As dozens of victims' bodies lay in bags by the side of the road baking in the summer heat, international monitors at the crash site today said they were still being hampered by heavily armed rebels.
"Some of the body bags are open and the damage to the corpses is very, very bad. It is very difficult to look at," Organisation for Security and Co-operation in Europe (OSCE) spokesman Michael Bociurkiw told reporters in a phone call from the site.
He said the 24-member delegation was given further access to the crash site today but their movements were being limited by the rebels. The site sprawls eight square miles (20 sq km) across sunflower and wheat fields between two villages in eastern Ukraine.
"We have to be very careful with our movements because of all the security," Mr Bociurkiw said. "We are unarmed civilians, so we are not in a position to argue with people with heavy arms."
Flight MH17 from Amsterdam to Kuala Lumpur was carrying 298 people from 13 nations when it was shot down in eastern Ukraine on Thursday, close to the Russian border, an area which has seen months of clashes between government troops and pro-Russia separatists.
At an emergency meeting of the United Nations Security Council, the US pointed the finger at the separatists, saying Washington believes the plane was probably downed by an SA-11 missile and "we cannot rule out technical assistance from Russian personnel".
The government in Kiev said militiamen have removed 38 bodies from the crash site and taken them to the rebel-held city of Donetsk. It said the bodies were transported with the assistance of specialists with distinct Russian accents.
The rebels are also "seeking large transports to carry away plane fragments to Russia", the Ukrainian government said in a statement today.
In Donetsk, separatist leader Alexander Borodai denied that any bodies had been transferred or that the rebels had in any way interfered with the work of observers.
He said he encouraged the involvement of the international community in assisting with the clean-up before the condition of the bodies worsens significantly.
As emergency workers put some 80 bodies into bags today, Mr Bociurkiw stressed that his team was not at the site to carry out a full-scale investigation.
"We are looking at security on the perimeter of the crash site, looking at the status in the condition of the bodies, the status in the condition of the debris, and also personal belongings," he said.
Ukraine also called on Moscow to insist that the pro-Russia rebels grant international experts the ability to conduct a thorough, impartial investigation into the downing of the plane - echoing a demand that US President Barack Obama issued a day earlier from Washington.
"The integrity of the site has been compromised, and there are indications that vital evidence has not been preserved in place," Malaysian Transport Minister Liow Tiong Lai said at a news conference in Kuala Lumpur.
He called for immediate access for Malaysia's team at the site to retrieve human remains.
Ukraine says it has passed on all information on developments relating to Thursday's downing to its European and US partners.

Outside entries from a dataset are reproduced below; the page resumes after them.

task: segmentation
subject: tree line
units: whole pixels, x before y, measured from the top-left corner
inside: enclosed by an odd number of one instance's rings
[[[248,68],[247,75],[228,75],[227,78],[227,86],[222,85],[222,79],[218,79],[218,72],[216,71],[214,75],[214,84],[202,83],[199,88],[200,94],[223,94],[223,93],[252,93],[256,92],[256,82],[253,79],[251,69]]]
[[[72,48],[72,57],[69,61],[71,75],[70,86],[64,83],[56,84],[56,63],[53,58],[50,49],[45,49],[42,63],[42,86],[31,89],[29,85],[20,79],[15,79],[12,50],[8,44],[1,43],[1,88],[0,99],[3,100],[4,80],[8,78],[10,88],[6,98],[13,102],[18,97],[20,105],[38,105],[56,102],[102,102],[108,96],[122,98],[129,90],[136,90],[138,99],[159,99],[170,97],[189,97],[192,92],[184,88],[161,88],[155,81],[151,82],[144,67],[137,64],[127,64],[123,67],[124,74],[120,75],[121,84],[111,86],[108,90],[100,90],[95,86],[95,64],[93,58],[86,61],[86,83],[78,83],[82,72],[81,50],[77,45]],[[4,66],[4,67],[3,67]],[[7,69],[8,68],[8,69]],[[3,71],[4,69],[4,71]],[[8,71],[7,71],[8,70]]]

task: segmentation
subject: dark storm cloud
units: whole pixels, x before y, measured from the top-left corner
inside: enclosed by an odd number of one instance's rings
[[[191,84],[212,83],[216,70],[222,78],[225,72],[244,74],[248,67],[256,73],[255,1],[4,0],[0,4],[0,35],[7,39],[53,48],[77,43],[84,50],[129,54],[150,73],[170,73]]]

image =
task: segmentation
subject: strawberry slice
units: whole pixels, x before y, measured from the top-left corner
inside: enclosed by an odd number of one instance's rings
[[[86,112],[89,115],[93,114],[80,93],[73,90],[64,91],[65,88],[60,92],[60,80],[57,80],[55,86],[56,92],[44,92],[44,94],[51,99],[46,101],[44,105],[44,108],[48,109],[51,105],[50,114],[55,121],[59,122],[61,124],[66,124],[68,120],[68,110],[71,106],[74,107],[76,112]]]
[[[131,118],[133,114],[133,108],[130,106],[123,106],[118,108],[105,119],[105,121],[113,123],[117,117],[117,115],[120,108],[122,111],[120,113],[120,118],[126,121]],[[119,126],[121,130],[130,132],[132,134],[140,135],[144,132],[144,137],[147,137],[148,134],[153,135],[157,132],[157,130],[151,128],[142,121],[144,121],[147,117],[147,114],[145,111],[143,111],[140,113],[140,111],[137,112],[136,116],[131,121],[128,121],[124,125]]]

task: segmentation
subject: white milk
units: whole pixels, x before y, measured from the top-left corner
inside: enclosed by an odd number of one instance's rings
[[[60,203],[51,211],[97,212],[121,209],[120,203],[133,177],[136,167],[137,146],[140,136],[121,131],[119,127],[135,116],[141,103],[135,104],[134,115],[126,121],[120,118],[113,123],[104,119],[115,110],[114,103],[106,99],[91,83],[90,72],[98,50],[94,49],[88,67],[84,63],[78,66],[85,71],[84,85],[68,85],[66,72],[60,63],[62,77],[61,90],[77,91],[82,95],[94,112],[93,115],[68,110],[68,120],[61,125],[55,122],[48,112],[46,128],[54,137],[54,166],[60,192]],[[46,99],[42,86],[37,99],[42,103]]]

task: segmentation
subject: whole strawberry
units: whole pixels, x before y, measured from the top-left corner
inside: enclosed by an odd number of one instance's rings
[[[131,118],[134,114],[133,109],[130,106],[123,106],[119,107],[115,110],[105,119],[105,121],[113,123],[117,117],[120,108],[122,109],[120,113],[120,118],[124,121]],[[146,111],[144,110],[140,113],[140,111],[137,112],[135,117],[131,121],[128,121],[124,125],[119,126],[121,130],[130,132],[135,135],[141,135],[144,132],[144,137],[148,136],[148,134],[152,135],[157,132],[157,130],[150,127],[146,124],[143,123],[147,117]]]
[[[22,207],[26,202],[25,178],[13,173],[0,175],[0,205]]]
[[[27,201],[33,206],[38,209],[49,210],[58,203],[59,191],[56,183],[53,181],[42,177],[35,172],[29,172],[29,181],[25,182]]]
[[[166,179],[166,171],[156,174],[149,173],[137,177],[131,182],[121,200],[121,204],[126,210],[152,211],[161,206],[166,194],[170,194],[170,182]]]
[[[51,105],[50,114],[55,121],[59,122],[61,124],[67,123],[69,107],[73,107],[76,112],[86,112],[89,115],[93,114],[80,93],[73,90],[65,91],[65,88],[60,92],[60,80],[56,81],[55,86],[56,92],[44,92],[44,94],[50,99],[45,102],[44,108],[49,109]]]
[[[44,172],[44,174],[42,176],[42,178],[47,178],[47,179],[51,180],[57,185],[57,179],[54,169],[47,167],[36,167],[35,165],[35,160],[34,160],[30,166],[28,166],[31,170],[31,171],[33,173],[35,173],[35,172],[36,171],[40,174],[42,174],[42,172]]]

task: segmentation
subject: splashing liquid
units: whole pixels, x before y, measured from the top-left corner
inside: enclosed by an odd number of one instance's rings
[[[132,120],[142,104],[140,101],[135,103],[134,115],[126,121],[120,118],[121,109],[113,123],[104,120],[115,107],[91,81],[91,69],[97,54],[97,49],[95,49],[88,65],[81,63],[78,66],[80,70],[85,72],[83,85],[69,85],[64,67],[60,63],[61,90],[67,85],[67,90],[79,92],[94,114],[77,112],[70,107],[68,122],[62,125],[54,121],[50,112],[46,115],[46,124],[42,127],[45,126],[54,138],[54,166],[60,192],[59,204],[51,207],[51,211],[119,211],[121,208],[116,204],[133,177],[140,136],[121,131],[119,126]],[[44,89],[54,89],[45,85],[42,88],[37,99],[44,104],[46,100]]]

German Chancellor Angela Merkel and Russian President Vladimir Putin agreed in a phone call today that an independent, international commission led by the International Civil Aviation Organisation should be granted swift access to the crash site, said government spokesman Georg Streiter.
The commission should examine the circumstances of the crash and recover the victims, he said, adding that Mrs Merkel urged Mr Putin to use his influence over the separatists to make that happen.
The location of the airliner's black boxes remains a mystery and the separatist leadership remained adamant today that it had not located them. Mr Bociurkiw also said he had received no information on their whereabouts.
Aviation experts, however, have warned not to expect too much from the flight data and cockpit voice recorders in understanding how the plane was brought down.
The most useful evidence likely to come from the crash scene is whether missile pieces can be found in the trail of debris that came down as the plane exploded, said John Goglia, a US aviation safety expert and former National Transportation Safety Board member.
The operation of the Flight 17 does not appear to be an issue, he said.
Mr Obama called the downing of the plane "a global tragedy".
"An Asian airliner was destroyed in European skies filled with citizens from many countries, so there has to be a credible international investigation into what happened," he said.
Both the White House and the Kremlin have called for peace talks in the conflict between Ukrainian government forces and Russian-speaking separatists who seek closer ties to Moscow. Heavy fighting took place yesterday around Luhansk, less than 60 miles (100km) from the crash site, with 20 civilians reported killed.